Kayty surely must know - she uses Derwent, right? But then they also say more expensive means better quality?? I have no idea.

*sits with popcorn and waits*


----------



## midwestgirl89

ConfusciusWasAGreatTeachr said:


> *sits with popcorn and waits*


Made me laugh :lol:
I'll also sub to this one. I don't know anything about pastels. Worked with them just enough to not like them. Very interested in feedback!


----------



## Kayty

OK ok, don't panic, Kayty is here 

Pastel pencils are certainly more 'touchy' than normal pencils. It is better to sharpen them using a knife than a regular sharpener, as the break very easily with the twisting motion. I'm using sharpeners are the moment as my knife is blunt, and go through a sharpener every 10mins when working on a portrait. Pastel blunts them up extremely quickly, and once they're blunt, they hack your pencils. 

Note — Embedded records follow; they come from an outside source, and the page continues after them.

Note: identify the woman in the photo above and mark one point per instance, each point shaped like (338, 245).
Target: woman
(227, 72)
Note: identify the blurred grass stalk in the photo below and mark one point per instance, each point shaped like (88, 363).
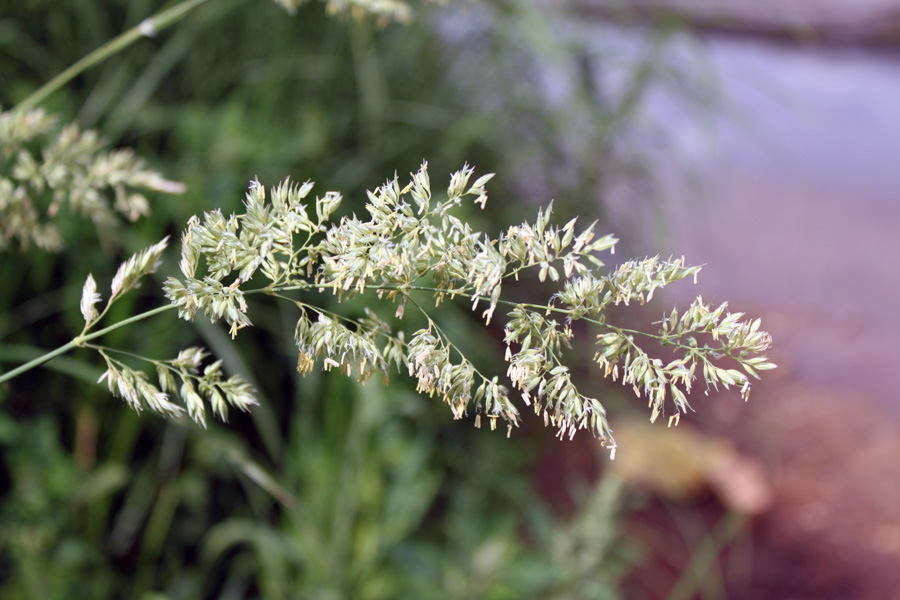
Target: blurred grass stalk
(149, 27)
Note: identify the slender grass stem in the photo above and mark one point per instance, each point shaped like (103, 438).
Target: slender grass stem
(146, 28)
(79, 341)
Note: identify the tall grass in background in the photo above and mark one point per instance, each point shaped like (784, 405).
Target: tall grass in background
(329, 489)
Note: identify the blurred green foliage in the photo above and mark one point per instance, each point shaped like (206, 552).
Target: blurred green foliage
(330, 489)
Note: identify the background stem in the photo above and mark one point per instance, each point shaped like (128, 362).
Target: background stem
(146, 28)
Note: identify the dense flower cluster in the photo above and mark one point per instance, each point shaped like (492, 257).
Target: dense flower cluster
(412, 243)
(46, 170)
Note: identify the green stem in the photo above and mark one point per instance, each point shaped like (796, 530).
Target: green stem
(79, 341)
(146, 28)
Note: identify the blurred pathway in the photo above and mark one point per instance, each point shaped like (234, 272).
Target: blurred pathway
(800, 223)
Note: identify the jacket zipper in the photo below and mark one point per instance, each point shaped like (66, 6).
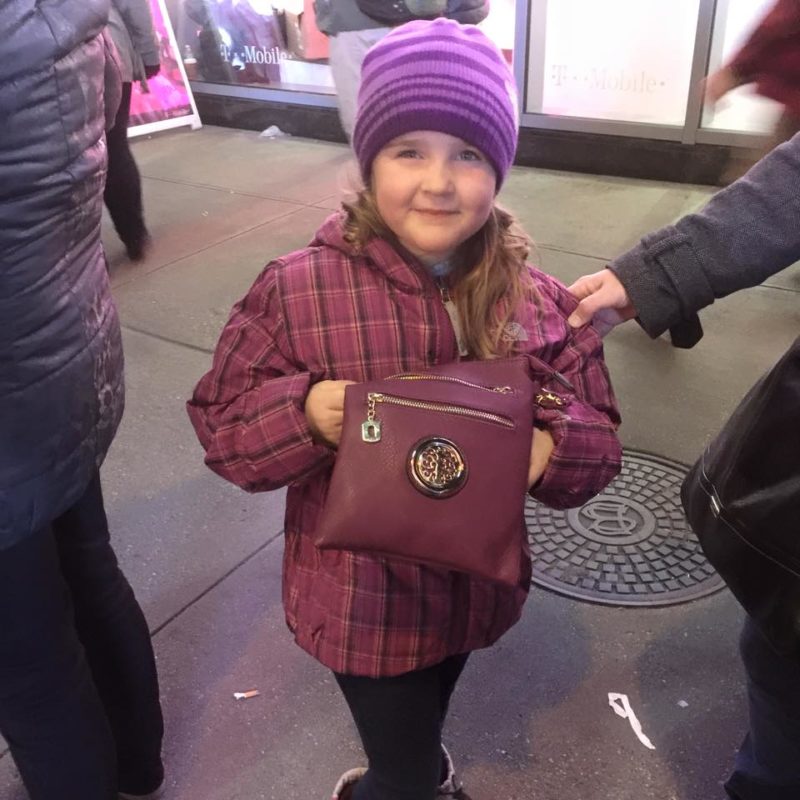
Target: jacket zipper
(371, 427)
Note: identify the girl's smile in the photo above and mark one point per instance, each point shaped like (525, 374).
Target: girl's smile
(433, 190)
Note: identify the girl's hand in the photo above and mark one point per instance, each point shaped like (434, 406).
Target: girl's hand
(325, 411)
(542, 445)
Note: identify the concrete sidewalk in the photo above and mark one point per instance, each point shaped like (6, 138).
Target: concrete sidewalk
(530, 719)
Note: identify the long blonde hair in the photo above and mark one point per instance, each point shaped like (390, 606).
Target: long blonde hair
(490, 282)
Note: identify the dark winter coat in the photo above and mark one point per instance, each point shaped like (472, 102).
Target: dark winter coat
(61, 392)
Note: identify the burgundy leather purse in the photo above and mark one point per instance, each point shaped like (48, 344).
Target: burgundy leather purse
(432, 468)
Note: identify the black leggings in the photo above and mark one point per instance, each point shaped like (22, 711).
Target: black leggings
(400, 723)
(123, 193)
(78, 688)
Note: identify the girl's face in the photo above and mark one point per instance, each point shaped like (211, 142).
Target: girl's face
(434, 191)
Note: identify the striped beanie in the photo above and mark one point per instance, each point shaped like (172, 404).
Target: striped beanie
(437, 75)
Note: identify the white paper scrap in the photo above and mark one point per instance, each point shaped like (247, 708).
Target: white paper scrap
(622, 708)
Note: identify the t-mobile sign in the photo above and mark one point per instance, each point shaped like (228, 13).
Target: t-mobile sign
(627, 60)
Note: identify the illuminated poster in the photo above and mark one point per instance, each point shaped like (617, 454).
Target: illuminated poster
(169, 102)
(276, 43)
(627, 60)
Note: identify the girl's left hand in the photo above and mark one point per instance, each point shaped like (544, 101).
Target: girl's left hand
(542, 445)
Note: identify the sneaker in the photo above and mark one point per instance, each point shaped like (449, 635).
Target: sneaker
(344, 788)
(139, 247)
(156, 795)
(450, 786)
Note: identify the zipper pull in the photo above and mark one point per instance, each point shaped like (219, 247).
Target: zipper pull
(452, 312)
(371, 427)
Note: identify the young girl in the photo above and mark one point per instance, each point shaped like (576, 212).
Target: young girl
(423, 268)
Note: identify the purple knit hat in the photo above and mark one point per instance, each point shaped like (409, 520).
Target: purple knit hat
(437, 75)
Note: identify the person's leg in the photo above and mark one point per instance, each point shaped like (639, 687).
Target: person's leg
(768, 762)
(346, 54)
(123, 192)
(399, 720)
(116, 639)
(50, 712)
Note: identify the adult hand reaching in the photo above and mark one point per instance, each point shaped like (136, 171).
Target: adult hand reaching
(603, 301)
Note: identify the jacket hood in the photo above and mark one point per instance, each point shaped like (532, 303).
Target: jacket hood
(403, 271)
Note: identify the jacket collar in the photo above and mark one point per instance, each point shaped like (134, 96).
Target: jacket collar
(404, 271)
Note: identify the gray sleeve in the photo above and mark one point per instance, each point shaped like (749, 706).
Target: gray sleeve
(746, 233)
(139, 22)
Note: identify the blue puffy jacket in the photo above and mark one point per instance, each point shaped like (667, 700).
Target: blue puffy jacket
(61, 390)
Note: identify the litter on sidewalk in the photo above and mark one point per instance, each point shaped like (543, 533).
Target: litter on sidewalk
(622, 708)
(246, 695)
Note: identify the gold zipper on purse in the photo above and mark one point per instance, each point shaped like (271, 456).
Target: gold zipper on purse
(413, 376)
(371, 427)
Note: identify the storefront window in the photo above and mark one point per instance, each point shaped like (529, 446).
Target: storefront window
(623, 60)
(741, 110)
(276, 43)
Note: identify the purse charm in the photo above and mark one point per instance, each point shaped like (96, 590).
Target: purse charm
(371, 427)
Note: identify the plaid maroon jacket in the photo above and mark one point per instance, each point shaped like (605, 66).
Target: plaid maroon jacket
(326, 313)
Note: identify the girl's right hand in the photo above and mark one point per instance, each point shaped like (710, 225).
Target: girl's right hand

As for the difference between FC and Derwent pencils. FC's are crazy expensive, the Pitt pencils are lovely, very good coverage for soft work. The Derwents however are much easier for find detail work. Hence I use a combination of sticks and pencils. I use the sticks for coverage, and add detail with the pencil when I need to. 
It is a matter of personal preference, you might find you prefer the FC's for detail 

Just be aware, that if you press too hard with a pastel pencil, you will damage and burnish the paper. And that SUCKS to fix!!!!!!!!!


----------



## Snizard93

Kayty said:


> OK ok, don't panic, Kayty is here
> 
> Pastel pencils are certainly more 'touchy' than normal pencils. It is better to sharpen them using a knife than a regular sharpener, as the break very easily with the twisting motion. I'm using sharpeners are the moment as my knife is blunt, and go through a sharpener every 10mins when working on a portrait. Pastel blunts them up extremely quickly, and once they're blunt, they hack your pencils.
> 
> As for the difference between FC and Derwent pencils. FC's are crazy expensive, the Pitt pencils are lovely, very good coverage for soft work. The Derwents however are much easier for find detail work. Hence I use a combination of sticks and pencils. I use the sticks for coverage, and add detail with the pencil when I need to.
> It is a matter of personal preference, you might find you prefer the FC's for detail
> 
> Just be aware, that if you press too hard with a pastel pencil, you will damage and burnish the paper. And that SUCKS to fix!!!!!!!!!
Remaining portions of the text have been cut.